対話とモノローグ

        弁証法のゆくえ

二つの展開図

2006-09-23 | 九鬼周造

 九鬼周造が提示した様相性の第三の体系の図は、次のような逆三角形だった。

     様相性の第三の体系(逆三角形)

 この図に対する小浜善信の説明(「時間と永遠――永遠の現在」『九鬼周造の世界所収』)に対して、以前、疑問を述べた。図がダイナミックな構造をもつという指摘は正しいが、動き方は逆ではないか、と。すなわち、小浜はこの図を上(必然性)から下(偶然性)へと見ているが、九鬼周造自身は、下(偶然性)から上(必然性)へと見ていたのではなかったか、と。

   逆三角形

 小浜善信は『九鬼周造の哲学 漂泊の魂』(昭和堂 2006年)でも、同じ見解を述べ、さらに、「逆三角形」を基礎にした展開図を提示している。これは、「可能的世界」の思想を加味して、九鬼の図を描き直したものである。

       「逆三角形」(+可能的世界)

 わたしもまた、九鬼周造の「逆三角形」の展開図を提示している。(「弁証法試論」 補論6 弁証法と様相性)。これは、「偶然性の内面化」の思想を加味して、九鬼の図を描き直したものである。

      「逆三角形」(+偶然性の内面化)

 九鬼周造の逆三角形に対する二つの展開図の違いを、確認してみようと思った。

 こんど、『九鬼周造の哲学 漂泊の魂』を読んでわかったことは、小浜善信は様相性の第三の体系の図として、逆三角形を取り上げているわけではないということである。かれは九鬼周造が提出する図の一つとして見ているだけなのである。
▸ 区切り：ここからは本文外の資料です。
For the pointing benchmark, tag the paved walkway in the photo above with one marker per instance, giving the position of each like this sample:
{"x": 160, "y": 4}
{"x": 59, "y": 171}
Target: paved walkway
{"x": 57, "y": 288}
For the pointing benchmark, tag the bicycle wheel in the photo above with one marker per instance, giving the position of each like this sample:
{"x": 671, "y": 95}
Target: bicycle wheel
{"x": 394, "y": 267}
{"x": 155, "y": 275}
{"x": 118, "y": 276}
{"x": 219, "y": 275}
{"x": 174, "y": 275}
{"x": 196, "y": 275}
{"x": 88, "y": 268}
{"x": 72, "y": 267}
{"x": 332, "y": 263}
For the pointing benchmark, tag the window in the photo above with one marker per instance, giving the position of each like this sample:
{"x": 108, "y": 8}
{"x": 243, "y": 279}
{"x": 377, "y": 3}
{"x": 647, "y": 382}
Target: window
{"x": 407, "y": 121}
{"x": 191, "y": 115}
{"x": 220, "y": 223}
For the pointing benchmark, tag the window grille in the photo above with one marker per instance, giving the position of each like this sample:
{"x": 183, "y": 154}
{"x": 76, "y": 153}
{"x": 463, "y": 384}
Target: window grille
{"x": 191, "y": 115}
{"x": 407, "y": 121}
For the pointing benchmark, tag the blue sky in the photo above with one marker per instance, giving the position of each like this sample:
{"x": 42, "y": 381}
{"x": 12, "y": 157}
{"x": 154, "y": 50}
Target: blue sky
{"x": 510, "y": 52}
 九鬼が『偶然性の問題』において「偶然性」の存在論理学的な構造を視覚的に説明するためにいくつか掲げる図式の中から、上のような「逆三角形」による構造表現を援用し、九鬼の基本的な思想構造を改めて確認してみよう。

「必然性」を表す実線は、いわば完全に無の影を排除した存在そのもの、生命の充溢といったようなもので、ダイナミックな無限者を示している。三線で囲まれた面(「可能性」)は頂点(「偶然性」「現実存在」)への衝動ないし胎動を内包する「可能性」であって、「必然性」自体が体内に孕む衝動である。そして頂点は、無(「不可能性」)の破線に墜落する不安に絶えず脅かされている。(『九鬼周造の哲学 漂泊の魂』)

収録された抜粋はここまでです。